Following intravenous administration, buprenorphine and its metabolites are secreted into bile and within several minutes, distributed into the cerebrospinal fluid. Buprenorphine concentrations in the cerebrospinal fluid appear to be approximately 15-25% of concurrent plasma concentrations.
Biotransformation and Elimination:
Buprenorphine metabolism in the skin following Sovenor transdermal patch application is negligible.
Following transdermal application, buprenorphine is eliminated via hepatic metabolism, with subsequent biliary excretion and renal excretion of soluble metabolites. Hepatic metabolism, through CYP3A4 and UGT1A1/1A3 enzymes, results in 2 primary metabolites, norbuprenorphine and buprenorphine 3-O-glucuronide, respectively. Norbuprenorphine is glucuronidated before elimination. Buprenorphine is also eliminated in the faeces. In a study in post-operative patients, the total elimination of buprenorphine was shown to be approximately 55 L/hr. Norbuprenorphine is the only known active metabolite of buprenorphine.

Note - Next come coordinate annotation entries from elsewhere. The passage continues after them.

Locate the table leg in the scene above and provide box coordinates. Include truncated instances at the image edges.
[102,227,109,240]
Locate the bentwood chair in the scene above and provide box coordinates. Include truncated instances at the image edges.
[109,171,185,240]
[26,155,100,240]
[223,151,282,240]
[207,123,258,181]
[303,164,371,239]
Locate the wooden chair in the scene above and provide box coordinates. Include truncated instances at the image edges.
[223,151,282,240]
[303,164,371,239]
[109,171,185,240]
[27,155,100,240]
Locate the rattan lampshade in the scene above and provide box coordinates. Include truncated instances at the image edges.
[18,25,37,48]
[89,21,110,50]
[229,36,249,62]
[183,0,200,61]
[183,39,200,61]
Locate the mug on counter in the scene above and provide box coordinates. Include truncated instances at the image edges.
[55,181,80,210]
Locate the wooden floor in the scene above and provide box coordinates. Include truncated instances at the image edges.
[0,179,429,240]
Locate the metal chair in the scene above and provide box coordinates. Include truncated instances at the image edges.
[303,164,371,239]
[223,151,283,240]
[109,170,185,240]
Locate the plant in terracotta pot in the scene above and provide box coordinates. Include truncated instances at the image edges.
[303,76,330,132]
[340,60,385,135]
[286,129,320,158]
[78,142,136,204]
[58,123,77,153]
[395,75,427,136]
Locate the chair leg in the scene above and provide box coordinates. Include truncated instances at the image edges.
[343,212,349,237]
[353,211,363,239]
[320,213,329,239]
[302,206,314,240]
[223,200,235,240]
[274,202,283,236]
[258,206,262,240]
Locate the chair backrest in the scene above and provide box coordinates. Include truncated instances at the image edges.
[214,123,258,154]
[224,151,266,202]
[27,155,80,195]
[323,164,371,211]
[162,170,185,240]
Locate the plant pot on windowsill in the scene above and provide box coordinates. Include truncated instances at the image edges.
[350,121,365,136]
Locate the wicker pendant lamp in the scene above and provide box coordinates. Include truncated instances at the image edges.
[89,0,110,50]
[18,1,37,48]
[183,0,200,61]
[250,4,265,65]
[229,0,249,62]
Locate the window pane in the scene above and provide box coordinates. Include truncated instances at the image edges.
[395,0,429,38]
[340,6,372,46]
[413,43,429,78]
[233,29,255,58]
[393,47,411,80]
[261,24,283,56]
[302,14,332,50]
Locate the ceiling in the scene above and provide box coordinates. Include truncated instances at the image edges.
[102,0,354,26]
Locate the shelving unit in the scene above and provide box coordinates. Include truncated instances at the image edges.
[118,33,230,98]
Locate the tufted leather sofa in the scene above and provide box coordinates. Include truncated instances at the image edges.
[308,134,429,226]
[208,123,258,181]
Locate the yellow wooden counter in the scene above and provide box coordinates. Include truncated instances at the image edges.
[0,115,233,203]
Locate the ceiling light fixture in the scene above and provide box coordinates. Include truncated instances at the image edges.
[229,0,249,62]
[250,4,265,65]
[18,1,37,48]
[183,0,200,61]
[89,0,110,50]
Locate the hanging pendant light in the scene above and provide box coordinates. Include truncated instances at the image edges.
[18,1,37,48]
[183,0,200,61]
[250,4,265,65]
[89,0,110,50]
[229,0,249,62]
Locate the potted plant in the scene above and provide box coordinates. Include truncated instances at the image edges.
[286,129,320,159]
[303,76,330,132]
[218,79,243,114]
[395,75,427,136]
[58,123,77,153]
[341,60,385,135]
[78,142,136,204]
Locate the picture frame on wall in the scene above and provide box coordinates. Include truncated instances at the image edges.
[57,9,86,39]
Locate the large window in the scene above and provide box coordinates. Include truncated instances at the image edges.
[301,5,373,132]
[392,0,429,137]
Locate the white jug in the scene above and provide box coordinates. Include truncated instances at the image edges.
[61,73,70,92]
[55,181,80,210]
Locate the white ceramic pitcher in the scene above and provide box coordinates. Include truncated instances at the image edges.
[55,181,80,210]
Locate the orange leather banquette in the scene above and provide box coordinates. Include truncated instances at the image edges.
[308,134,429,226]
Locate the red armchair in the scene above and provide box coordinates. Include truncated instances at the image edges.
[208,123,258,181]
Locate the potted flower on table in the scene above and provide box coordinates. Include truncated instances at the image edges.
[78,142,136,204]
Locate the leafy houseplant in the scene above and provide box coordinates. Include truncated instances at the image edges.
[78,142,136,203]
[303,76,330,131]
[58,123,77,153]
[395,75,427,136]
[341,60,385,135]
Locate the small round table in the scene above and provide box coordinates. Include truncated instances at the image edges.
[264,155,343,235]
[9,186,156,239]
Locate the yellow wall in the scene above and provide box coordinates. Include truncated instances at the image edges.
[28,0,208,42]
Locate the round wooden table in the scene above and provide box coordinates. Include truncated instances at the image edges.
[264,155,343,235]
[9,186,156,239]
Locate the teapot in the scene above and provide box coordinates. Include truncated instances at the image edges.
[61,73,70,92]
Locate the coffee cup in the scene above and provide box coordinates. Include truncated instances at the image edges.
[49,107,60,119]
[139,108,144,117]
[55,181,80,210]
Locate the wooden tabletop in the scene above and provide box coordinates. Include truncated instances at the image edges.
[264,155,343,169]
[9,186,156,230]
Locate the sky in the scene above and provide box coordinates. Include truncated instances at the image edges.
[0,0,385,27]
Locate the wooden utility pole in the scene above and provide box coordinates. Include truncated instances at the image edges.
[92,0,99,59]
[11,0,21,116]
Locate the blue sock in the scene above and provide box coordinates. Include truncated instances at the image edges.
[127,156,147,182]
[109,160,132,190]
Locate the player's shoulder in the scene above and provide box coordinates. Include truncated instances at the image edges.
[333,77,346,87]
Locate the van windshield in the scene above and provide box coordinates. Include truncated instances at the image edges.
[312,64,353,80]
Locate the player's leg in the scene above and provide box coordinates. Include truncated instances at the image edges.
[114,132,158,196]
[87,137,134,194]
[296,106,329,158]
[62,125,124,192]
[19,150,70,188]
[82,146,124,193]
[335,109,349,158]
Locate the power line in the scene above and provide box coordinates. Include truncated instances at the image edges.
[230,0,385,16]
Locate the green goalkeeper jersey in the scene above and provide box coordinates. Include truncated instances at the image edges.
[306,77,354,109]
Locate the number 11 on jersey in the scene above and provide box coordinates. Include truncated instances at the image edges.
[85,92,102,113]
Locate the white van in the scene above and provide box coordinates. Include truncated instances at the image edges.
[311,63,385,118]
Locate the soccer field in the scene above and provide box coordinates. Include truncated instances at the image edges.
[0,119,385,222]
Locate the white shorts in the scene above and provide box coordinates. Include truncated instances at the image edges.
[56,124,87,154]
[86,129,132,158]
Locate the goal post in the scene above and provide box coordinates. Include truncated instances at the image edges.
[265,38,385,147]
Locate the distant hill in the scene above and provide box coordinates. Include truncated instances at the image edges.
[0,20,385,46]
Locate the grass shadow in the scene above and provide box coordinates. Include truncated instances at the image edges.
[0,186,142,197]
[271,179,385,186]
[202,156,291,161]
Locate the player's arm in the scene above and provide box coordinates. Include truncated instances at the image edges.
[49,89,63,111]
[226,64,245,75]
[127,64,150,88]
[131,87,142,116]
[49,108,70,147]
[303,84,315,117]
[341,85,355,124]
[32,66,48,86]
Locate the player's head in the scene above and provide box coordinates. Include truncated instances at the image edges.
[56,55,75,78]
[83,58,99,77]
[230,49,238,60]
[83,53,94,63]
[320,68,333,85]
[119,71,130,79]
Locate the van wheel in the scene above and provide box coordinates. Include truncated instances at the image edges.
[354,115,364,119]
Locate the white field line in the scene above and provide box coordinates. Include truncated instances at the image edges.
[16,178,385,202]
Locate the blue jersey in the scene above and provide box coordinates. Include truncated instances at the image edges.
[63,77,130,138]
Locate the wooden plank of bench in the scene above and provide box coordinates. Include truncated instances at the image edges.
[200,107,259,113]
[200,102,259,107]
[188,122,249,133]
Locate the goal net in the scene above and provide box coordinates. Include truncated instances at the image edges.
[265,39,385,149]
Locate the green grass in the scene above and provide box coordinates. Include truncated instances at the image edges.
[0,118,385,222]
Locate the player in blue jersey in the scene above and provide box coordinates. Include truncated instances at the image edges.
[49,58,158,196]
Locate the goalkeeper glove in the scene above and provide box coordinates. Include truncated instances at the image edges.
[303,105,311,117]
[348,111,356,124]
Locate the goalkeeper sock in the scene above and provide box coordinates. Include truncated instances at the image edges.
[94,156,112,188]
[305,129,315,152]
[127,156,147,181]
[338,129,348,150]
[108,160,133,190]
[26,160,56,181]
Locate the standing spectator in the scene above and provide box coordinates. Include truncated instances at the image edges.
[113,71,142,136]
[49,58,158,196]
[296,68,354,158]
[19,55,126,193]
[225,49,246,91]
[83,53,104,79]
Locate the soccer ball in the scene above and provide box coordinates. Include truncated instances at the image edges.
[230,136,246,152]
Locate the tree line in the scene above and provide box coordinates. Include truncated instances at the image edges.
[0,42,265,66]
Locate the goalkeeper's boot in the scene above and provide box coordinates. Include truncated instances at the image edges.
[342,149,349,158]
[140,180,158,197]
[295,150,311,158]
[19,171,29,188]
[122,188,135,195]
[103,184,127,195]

Effect of Buprenorphine on the Pharmacokinetics of Other Active Substances:
Based on in vitro
studies in human microsomes and hepatocytes, buprenorphine does not have the potential to inhibit metabolism catalysed by the CYP450 enzymes CYP1A2, CYP2A6 and CYP3A4 at concentrations obtained with use of Sovenor 20 mcg/hr transdermal patch. The effect on metabolism catalysed by CYP2C8, CYP2C9 and CYP2C19 has not been studied.